What, after all, is the supposed case against Flynn? There’s the claim that he undermined American interests by urging the Russian ambassador not to expel American diplomats in Russia. But that was a request in the service of American interests, not against them. There’s the argument that the call violated the 1799 Logan Act. But nobody has been convicted under that act and calls between incoming administration officials and foreign diplomats are hardly unprecedented.He urged the ambassador to urge President Putin not to expel US diplomats from Russia in the service of a particular agenda, in the hope of making it easier for Trump, when he came into office three weeks later, to get rid of the sanctions Obama had just put in place against Russia for interfering with the 2016 election.
Flynn told McFarland that the Russian response to the sanctions was not going to be escalatory because Russia wanted a good relationship with the Trump Administration.93 On December 30, 2016, Russian President Vladimir Putin announced that Russia would not take retaliatory measures in response to the sanctions at that time and would instead “plan ... further steps to restore Russian-US relations based on the policies of the Trump Administration."94 Following that announcement, the President-Elect tweeted, “Great move on delay (by V. Putin) — I always knew he was very smart!” (Mueller II:22-23)(I believe the correctness of my account will be clearer when the call transcripts are released. In addition to resisting Russia sanctions in general for his first two years, Trump did work pretty hard to undo the main part of the December 2016 sanctions, the US seizure of two Russian diplomatic compounds in Maryland and Long Island, and kept saying he'd do it through at least June 2017, but apparently the intelligence community succeeded in stopping him—the Russians had used the compounds in a massive operation to monitor the FBI.)
Flynn may have believed it was "in the service of American interests" to let Russia interfere with US elections with impunity; it was certainly in Trump's interest, since he was the politician who benefited from it.
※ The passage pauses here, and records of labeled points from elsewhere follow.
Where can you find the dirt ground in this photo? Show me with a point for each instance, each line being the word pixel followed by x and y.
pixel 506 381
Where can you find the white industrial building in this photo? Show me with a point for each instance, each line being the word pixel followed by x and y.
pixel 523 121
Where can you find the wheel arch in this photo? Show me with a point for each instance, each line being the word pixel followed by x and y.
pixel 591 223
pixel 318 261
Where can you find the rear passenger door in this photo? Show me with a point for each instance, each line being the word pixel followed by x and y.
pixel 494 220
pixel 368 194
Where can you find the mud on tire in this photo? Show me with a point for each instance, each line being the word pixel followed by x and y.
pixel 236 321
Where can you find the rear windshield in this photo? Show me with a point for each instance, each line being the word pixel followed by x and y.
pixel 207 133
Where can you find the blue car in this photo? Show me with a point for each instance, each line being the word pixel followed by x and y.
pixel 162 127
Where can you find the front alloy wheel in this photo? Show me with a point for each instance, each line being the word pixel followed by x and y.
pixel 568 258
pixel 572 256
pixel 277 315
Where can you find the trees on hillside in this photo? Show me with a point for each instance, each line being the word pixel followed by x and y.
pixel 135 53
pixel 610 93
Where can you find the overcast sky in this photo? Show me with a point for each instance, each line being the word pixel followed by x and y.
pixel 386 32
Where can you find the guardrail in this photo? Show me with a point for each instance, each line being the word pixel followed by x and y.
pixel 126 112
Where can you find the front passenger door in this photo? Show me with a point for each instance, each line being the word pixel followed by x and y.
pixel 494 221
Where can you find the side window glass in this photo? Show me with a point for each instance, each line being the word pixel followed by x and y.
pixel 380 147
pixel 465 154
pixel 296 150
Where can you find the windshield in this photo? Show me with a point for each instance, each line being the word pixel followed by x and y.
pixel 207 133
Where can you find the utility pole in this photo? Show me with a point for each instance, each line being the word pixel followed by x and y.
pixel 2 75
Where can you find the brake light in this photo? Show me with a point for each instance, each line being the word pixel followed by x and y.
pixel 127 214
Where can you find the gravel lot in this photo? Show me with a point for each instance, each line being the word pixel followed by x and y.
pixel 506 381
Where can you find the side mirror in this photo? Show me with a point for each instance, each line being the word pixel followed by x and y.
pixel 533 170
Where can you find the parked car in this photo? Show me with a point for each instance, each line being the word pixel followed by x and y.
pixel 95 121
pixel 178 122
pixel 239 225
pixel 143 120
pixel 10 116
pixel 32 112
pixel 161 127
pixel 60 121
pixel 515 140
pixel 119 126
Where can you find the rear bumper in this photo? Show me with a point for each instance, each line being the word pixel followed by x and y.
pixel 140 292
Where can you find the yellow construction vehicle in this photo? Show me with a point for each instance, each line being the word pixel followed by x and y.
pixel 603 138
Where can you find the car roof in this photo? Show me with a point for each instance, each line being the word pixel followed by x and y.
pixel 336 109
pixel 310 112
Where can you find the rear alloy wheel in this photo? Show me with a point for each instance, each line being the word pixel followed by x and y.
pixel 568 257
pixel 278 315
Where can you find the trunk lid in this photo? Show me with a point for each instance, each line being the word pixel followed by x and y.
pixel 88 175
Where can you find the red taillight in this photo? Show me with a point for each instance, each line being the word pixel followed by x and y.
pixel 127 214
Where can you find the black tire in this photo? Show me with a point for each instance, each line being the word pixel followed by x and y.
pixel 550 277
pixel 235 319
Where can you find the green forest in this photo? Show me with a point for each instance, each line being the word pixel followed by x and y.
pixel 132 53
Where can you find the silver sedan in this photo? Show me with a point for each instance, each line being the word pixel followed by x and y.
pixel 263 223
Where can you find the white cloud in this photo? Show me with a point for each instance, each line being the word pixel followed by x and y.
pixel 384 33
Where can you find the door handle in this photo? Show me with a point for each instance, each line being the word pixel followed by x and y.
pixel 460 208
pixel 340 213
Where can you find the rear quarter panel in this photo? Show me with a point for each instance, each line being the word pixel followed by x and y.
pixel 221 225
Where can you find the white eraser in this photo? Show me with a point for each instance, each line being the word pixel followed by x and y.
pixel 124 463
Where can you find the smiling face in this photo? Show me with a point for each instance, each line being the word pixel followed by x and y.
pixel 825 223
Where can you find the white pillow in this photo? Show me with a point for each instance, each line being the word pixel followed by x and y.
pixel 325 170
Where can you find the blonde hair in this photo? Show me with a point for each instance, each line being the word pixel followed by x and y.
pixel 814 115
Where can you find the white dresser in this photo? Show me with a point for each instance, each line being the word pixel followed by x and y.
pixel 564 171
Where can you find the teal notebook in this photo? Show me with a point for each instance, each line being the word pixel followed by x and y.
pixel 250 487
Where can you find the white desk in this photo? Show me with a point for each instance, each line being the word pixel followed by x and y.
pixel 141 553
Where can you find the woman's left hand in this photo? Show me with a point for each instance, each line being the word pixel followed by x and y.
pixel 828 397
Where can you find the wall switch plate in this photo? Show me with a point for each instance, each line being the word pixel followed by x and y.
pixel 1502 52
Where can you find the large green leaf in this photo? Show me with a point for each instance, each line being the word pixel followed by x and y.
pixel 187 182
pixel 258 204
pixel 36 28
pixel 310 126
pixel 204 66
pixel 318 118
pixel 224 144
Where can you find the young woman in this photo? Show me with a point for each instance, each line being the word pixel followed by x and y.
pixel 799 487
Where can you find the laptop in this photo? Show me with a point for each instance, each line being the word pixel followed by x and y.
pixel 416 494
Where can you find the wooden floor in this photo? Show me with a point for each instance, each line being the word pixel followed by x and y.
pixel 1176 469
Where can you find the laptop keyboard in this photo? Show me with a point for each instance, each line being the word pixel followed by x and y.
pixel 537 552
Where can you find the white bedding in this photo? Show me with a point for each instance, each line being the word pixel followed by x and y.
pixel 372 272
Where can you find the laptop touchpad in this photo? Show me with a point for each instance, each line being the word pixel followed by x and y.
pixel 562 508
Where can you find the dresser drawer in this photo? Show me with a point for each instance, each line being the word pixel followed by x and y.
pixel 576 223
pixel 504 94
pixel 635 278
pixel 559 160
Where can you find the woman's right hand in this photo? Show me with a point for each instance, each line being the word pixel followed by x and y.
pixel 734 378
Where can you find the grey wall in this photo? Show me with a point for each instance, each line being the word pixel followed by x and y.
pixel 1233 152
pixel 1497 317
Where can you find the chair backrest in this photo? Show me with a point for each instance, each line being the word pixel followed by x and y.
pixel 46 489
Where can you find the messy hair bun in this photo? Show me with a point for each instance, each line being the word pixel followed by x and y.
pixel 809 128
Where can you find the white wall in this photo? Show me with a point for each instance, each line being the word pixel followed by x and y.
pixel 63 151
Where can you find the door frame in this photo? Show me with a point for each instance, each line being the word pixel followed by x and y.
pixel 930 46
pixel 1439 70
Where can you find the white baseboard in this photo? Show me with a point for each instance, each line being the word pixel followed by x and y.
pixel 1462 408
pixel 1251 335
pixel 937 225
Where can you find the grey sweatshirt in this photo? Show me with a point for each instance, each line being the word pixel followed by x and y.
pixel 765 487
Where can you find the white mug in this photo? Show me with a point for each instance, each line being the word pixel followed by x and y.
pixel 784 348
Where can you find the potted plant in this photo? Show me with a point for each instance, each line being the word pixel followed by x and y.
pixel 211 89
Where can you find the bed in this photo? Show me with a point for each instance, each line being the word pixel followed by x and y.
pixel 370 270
But the Obama administration, at the time Flynn was making his secret calls, regarded Russian election interference as a pretty bad thing and wanted to discourage Putin from doing it again. This is why Flynn's calls really did violate the Logan Act: not because he called a foreign diplomat but because he was undermining the president's policy. And nobody had ever been prosecuted under the Logan Act (Stephens says "nobody has been convicted" because he wants to hide that) because nobody's ever been caught doing it (a lot of us are convinced, of course, that the Nixon and Reagan campaigns violated the Logan Act in 1968 and 1980 respectively). It's not an "outdated" law. It's far more relevant than it was when it was passed.
There is his alleged lying to F.B.I. agents about his conversation with the Russian ambassador. But the bureau’s record of the interview shows the agents thought Flynn “did not give any indicators of deception,” according to the Justice Department’s motion to dismiss the case.Oh, for fuck's sake, Bret. They'd seen the FBI report of the conversations he was lying about! They apparently observed that he was looking cool and comfortable and showed no signs of fear, and they made a note of that, but they knew he was lying.
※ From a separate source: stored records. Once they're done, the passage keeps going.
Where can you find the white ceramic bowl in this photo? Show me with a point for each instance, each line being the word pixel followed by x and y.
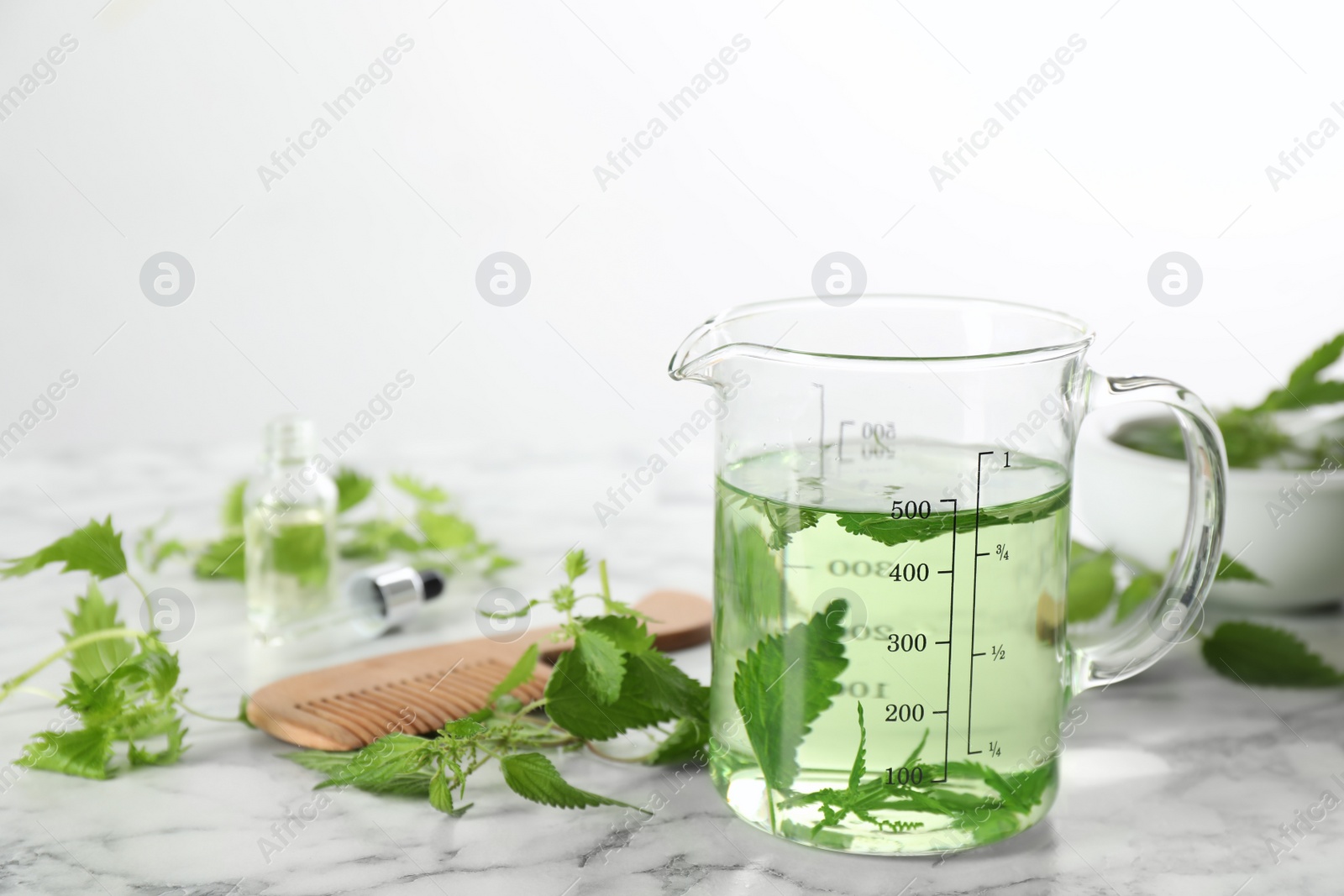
pixel 1135 504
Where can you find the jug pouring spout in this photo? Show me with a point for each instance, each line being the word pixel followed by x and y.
pixel 737 333
pixel 696 355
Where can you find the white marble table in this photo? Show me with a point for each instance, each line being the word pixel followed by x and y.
pixel 1171 786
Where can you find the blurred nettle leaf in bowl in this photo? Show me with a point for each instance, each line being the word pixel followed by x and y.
pixel 1285 497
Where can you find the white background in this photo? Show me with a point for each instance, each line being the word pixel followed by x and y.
pixel 312 295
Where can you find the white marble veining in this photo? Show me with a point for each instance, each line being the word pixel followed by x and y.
pixel 1171 786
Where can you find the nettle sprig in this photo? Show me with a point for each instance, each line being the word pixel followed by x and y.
pixel 1252 436
pixel 612 681
pixel 123 684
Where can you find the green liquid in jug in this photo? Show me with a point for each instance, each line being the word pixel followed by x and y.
pixel 889 674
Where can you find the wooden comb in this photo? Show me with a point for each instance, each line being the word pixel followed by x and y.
pixel 417 691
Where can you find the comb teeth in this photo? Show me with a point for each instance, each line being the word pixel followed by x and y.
pixel 417 705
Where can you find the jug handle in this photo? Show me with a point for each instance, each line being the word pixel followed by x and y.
pixel 1176 605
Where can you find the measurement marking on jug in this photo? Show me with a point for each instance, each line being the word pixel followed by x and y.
pixel 952 594
pixel 974 584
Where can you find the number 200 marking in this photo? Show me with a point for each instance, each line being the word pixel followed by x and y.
pixel 905 712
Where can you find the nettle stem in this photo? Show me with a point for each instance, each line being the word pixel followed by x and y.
pixel 74 644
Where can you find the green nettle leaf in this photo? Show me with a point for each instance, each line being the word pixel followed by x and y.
pixel 784 684
pixel 651 691
pixel 1231 570
pixel 1260 654
pixel 1139 590
pixel 440 793
pixel 232 512
pixel 353 488
pixel 1250 434
pixel 860 758
pixel 1092 584
pixel 575 564
pixel 96 661
pixel 445 530
pixel 533 777
pixel 519 674
pixel 85 752
pixel 222 559
pixel 602 663
pixel 393 765
pixel 423 492
pixel 627 633
pixel 1304 387
pixel 165 757
pixel 302 551
pixel 685 743
pixel 376 539
pixel 464 728
pixel 94 548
The public statements of incoming Administration officials denying that Flynn and Kislyak had discussed sanctions alarmed senior DOJ officials, who were aware that the statements were not true.134 (Mueller II:30; the reason they were aware was classified, of course, though it looks like it won't be for long.)In addition to the fact that he pleaded guilty to it twice, before two different judges. It's not "alleged". Enough.